Pasados los festejos, hay que poner manos a la obra de la
reforma de la Administración Local, frenada en las últimas fechas del pasado
año después de generosas expectativas que hacían presagiar si no lo mejor, al
menos un acuerdo de máximos entre el Gobierno, la oposición y la representación
institucional de la Federación Española de Municipios y Provincias (FEMP). No
ha fracturado la negociación pero los socialistas han hecho saber que, con el
último documento enviado por los populares, aún mantienen distancias que no
hacen vislumbrar un entendimiento total o definitivo.
El caso es que
unos y otros, prácticamente todos, incluso los alcaldes de otras formaciones
políticas, convergen a la hora de señalar que, tal como evoluciona la crisis,
es indispensable afrontar, con voluntad de sostenibilidad, una profunda y
racional reforma administrativa en el ámbito local que ha visto cómo a lo largo
de los últimos se han multiplicado los problemas, no sólo los de la
financiación.
Estos, unidos a
una nueva delimitación de competencias, son, de hecho, los principales
obstáculos para el entendimiento. Las partes, por otro lado, han de tener muy
presente que la causa común en la que trabajan debe preservar los principios de
autonomía que fortalezcan el propio tejido municipal y no debiliten las
conquistas y las estructuras que han ido ganando desde abril de 1979, cuando se
celebraron las primeras elecciones locales tras la reinstauración de la
democracia.
Se trata, en efecto,
de encontrar nuevas fórmulas que permitan apreciar a los ciudadanos la eficacia
y la utilidad de su centro de poder político más cercano.

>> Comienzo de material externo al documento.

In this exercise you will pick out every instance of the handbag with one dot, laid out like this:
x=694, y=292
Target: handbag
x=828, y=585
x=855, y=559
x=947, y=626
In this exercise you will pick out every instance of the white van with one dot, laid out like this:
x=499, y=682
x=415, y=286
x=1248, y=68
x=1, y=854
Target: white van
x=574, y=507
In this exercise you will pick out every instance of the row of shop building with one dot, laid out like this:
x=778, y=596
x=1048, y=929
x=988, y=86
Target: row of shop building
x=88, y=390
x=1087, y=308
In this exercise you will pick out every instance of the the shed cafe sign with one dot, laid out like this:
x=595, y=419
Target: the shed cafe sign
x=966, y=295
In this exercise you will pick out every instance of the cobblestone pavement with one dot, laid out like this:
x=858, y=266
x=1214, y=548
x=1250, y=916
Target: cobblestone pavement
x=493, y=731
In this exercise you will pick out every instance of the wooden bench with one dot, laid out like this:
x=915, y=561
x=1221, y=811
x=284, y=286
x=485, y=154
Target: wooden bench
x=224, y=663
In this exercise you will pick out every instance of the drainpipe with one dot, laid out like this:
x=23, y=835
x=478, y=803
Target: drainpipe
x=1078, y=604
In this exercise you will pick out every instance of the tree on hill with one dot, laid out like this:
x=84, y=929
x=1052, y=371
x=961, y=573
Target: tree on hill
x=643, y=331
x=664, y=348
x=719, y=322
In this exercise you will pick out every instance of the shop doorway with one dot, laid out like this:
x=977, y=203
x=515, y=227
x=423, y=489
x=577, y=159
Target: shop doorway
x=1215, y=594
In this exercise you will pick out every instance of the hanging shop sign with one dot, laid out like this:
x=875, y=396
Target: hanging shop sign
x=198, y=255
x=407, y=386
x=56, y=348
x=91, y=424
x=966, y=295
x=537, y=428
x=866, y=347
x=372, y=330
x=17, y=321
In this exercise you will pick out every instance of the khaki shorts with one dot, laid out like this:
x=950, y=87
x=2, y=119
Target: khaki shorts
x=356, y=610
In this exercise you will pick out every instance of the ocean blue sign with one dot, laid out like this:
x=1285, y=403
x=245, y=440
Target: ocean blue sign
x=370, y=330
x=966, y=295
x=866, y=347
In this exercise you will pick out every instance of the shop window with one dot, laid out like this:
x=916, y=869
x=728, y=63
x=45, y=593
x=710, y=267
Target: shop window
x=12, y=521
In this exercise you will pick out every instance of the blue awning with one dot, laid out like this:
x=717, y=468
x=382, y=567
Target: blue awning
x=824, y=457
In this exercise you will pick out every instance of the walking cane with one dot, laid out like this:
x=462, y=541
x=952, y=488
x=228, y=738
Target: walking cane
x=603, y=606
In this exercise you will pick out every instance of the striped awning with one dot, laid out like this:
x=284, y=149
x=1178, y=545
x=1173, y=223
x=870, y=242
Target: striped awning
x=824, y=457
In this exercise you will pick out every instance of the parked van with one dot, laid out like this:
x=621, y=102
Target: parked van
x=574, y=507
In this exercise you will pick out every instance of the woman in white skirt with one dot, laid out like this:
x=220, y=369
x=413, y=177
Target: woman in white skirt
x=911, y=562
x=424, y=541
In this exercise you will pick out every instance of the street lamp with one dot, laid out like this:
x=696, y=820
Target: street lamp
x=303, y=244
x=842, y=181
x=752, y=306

Son los propios
munícipes quienes empiezan a dudar de tales cualidades, tal es el grado de
merma de recursos y restricciones presupuestarias que se ha alcanzado a lo
largo de los últimos años, el límite prácticamente para garantizar prestaciones
básicas. Eso también ha influido, quiérase o no, en la desafección y en el
descrédito que se han extendido entre la ciudadanía a la hora de relacionarse y
mantener la credibilidad en la política.
El
municipalismo es consciente de este rechazo, a menudo exteriorizado
demagógicamente, pero en el que late un fondo de descontento hacia al
mantenimiento de ciertas estructuras públicas o hacia el régimen retributivo de
alcaldes y concejales. Pero ojo, esa repulsa, en algunas casos comprensible, no
debe ser interpretada o aprovechada para ir menguando libertades, conquistas y
hasta representaciones democráticas. Esa austeridad en la que tanto se insiste,
y que tanto se quiere aplicar en la esfera político-administrativa, no debe
significar restricciones que hagan peligrar la propia calidad del sistema
pluralista y de convivencia política. Cuidado, porque ahí puede llegarse a unas
arenas movedizas de las que no sería fácil salir. Podrá ser el terreno más
cómodo y hasta más deseable para determinada ideología o fuerza política pero,
a la larga, el más gravoso y el más pernicioso para el sistema.
De ahí que si hay
que se deba seguir hablando del sueldo de ediles con absoluta transparencia
porque es posible un consenso -es previsible un desmarque de los nacionalistas
si con él mantienen un pulso- aun cuando haya diversidad de factores
poblacionales o presupuestarios para alcanzar el acuerdo. Pero tal es la
demanda de austeridad que llega desde la sociedad, que bastaría un gesto
simbólico de los principales partidos para sosegar. Porque eso no va a resolver
las carencias financieras de las corporaciones pero ayudaría a superar los
abusos y a sobrellevar las quejas.
Quejas que no
son las únicas. Hay que dedicar atención también, por ejemplo, a las tentadoras
privatizaciones de servicios prestados por las administraciones locales. Que
entiendan los ciudadanos que está muy bien que sus representantes, dedicados
por entero a la función pública, dispongan de unas retribuciones ajustadas a
los tiempos que corren; pero que no es menos preocupante lo que tendrán que
pagar en conceptos como atenciones a las toxicomanías, las dependencias, las
asistenciales o los servicios socioculturales en caso de que sean gestionados
de forma indirecta, entre otras razones porque privatizar no entraña mayor
calidad ni eficiencia en la prestación.
En fin, estas
cuestiones, así como el papel de las mancomunidades como alternativa a la
reducción/fusión de municipios, y la disminución del número de concejales en
los consistorios, hacen pensar que la negociación será aún costosa y que hay
ámbitos donde consensuar será un ejercicio que requiere, además de generosidad,
la visión de futuro que propicie un régimen local moderno, estable y eficaz.